In figure 4, AI-PFT-Clin score was used to obtain the 4 strata. According to the prediction score, Q1, Q2, Q3, and Q4 denote the first, second, third, and fourth quartiles. Solid lines and shades represent mean curves and 95% CI areas, respectively. Pair-wise comparisons between the curves were performed and P values are presented in the legend.

The analysis of adjusted hazard ratios (aHRs) demonstrated a consistent increase in AE risk with higher AI-PFT-Clin quartiles for both moderate-to-severe and severe AE-COPD (Table 2).

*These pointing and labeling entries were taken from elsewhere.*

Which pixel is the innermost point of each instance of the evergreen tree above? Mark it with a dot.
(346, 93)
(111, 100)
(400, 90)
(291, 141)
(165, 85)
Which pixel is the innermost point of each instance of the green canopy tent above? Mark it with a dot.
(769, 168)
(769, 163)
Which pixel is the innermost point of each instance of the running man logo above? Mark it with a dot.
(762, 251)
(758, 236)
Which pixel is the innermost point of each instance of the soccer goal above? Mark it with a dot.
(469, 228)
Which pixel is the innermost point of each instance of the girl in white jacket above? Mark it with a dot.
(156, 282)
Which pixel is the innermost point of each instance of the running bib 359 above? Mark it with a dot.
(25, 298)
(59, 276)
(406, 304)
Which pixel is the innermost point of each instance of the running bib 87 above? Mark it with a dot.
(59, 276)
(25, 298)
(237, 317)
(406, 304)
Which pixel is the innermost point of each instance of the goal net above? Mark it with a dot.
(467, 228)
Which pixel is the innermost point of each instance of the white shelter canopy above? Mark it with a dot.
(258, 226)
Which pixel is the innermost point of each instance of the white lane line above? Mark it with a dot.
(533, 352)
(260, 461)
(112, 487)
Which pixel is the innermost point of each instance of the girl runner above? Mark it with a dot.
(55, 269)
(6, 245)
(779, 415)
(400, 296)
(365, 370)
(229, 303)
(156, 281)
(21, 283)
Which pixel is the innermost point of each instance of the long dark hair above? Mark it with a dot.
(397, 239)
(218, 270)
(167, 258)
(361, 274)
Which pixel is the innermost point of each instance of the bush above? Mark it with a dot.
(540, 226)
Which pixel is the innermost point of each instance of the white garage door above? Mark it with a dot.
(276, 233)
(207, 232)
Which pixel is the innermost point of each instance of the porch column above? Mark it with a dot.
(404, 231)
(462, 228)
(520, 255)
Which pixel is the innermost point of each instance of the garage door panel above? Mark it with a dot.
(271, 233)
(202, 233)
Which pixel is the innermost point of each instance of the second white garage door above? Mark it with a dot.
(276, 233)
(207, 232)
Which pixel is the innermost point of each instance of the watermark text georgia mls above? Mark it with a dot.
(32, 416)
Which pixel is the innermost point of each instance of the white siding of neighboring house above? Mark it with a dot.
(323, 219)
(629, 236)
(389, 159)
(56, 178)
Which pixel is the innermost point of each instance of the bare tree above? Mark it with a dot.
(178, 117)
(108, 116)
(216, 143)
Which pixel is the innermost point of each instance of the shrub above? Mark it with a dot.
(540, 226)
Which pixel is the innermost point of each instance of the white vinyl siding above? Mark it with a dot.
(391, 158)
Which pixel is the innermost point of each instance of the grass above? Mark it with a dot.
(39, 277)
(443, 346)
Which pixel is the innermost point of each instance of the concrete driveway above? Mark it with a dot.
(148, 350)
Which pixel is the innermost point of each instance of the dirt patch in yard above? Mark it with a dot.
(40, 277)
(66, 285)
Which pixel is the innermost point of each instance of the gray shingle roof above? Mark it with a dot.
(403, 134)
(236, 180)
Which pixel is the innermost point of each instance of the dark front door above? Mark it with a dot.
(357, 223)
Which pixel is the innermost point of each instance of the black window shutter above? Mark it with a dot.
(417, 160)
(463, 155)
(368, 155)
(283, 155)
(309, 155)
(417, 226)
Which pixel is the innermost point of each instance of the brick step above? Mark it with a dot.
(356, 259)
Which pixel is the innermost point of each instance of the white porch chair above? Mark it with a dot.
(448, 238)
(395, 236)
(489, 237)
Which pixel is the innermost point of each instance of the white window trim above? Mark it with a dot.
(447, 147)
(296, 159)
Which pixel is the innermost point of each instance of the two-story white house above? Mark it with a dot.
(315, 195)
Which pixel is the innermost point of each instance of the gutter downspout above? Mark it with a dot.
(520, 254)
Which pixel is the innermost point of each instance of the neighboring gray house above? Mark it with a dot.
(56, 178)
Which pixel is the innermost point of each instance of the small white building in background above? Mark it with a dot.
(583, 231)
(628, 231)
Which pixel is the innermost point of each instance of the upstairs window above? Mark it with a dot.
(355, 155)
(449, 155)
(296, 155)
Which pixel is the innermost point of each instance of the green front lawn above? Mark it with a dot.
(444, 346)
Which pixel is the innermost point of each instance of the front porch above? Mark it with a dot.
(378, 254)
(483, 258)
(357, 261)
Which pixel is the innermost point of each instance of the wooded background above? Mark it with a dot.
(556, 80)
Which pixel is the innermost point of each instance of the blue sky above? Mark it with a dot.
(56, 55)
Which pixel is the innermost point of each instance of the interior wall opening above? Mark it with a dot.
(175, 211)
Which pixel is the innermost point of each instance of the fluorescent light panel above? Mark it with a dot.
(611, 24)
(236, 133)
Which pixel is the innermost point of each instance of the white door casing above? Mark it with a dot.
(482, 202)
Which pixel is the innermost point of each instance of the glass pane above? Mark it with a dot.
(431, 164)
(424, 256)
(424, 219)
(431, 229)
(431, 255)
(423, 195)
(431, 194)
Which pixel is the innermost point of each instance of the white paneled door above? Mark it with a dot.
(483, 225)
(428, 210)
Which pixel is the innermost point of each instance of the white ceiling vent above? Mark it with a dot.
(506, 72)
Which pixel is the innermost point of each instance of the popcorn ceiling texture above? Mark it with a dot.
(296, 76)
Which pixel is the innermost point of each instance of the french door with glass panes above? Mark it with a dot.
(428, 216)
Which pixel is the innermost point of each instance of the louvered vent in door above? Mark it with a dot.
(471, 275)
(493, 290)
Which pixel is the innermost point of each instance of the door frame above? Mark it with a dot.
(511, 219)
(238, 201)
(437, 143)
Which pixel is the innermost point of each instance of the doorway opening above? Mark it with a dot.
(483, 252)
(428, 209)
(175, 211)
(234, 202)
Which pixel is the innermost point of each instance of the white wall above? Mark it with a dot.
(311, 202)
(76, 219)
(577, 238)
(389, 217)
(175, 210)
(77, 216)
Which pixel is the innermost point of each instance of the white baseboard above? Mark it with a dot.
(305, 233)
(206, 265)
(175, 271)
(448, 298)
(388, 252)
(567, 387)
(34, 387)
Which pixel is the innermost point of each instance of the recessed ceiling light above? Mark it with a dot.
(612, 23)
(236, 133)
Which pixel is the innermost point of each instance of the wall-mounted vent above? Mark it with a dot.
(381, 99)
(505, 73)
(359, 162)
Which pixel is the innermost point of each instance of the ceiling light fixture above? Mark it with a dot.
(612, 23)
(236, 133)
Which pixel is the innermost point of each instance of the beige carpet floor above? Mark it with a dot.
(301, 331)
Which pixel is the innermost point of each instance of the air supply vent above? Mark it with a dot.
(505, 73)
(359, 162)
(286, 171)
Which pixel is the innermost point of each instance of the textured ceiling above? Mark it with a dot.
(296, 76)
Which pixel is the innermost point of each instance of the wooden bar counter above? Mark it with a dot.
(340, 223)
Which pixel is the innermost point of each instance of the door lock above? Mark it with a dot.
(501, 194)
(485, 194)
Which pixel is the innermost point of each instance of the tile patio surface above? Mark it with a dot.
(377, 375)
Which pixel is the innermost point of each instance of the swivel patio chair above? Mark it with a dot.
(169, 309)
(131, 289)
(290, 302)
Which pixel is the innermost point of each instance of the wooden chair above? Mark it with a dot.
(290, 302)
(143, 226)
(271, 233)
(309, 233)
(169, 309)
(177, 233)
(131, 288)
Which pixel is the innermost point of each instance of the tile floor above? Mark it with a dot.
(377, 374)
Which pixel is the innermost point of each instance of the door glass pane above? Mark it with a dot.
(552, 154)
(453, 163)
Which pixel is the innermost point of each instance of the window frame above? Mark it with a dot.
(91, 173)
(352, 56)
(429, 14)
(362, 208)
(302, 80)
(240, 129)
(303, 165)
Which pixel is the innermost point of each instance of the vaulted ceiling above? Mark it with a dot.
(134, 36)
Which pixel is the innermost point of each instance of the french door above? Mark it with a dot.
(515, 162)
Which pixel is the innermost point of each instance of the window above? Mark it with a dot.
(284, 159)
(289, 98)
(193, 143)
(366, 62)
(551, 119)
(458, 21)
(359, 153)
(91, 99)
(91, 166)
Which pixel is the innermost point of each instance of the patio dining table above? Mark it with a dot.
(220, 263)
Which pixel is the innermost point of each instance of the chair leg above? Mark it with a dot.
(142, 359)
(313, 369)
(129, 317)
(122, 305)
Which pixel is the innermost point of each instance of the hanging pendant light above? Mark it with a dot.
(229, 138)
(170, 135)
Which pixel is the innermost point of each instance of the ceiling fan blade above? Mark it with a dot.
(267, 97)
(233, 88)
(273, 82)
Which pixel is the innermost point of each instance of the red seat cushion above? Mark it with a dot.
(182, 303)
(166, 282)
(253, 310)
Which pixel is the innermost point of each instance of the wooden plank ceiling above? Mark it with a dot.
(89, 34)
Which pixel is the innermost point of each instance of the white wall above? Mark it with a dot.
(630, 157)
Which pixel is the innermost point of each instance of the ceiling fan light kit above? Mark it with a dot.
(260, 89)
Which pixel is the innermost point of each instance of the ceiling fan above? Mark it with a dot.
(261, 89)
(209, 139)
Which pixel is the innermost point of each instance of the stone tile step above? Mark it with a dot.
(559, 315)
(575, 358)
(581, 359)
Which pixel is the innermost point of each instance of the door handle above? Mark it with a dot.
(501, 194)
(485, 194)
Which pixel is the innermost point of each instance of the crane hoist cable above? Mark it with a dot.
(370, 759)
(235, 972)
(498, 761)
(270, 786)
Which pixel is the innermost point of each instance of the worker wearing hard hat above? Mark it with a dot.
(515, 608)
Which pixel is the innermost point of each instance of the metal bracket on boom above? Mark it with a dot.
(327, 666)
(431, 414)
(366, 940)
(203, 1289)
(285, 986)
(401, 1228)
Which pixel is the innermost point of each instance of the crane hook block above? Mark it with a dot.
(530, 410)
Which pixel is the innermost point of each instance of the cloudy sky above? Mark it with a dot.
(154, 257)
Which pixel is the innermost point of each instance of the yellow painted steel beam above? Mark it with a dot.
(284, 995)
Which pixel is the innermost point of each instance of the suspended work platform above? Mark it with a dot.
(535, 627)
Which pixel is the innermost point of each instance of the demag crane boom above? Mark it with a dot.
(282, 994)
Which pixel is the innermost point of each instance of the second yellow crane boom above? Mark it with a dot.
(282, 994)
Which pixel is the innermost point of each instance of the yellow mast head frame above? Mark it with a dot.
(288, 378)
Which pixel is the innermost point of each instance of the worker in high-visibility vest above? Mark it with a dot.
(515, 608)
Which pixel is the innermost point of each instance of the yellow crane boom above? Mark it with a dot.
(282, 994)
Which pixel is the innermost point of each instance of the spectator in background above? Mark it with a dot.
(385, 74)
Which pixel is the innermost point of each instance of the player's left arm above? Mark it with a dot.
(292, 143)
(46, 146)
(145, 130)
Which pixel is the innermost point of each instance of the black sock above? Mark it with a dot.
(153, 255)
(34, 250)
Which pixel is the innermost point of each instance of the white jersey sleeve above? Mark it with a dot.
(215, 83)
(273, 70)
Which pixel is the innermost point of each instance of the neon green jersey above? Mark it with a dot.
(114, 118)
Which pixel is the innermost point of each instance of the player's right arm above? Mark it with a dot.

For moderate-to-severe AE-COPD, the aHRs for the 2nd, 3rd, and 4th quartiles were 2.085, 3.544, and 4.217, respectively (P<.001 for all quartiles). Similarly, for severe AE-COPD, the aHRs were 2.289, 3.102, and 3.516 for the 2nd, 3rd, and 4th quartiles, respectively (P<.001 for all quartiles). While similar results were observed in patients aged 50 years and older, the association between the AI-PFT-Clin score and AEs was especially pronounced in the 3rd and 4th quartiles for patients younger than 50 years.

Table 2. Hazard ratio (HR) for acute exacerbation according to the quartile of AI-PFT-Clin score.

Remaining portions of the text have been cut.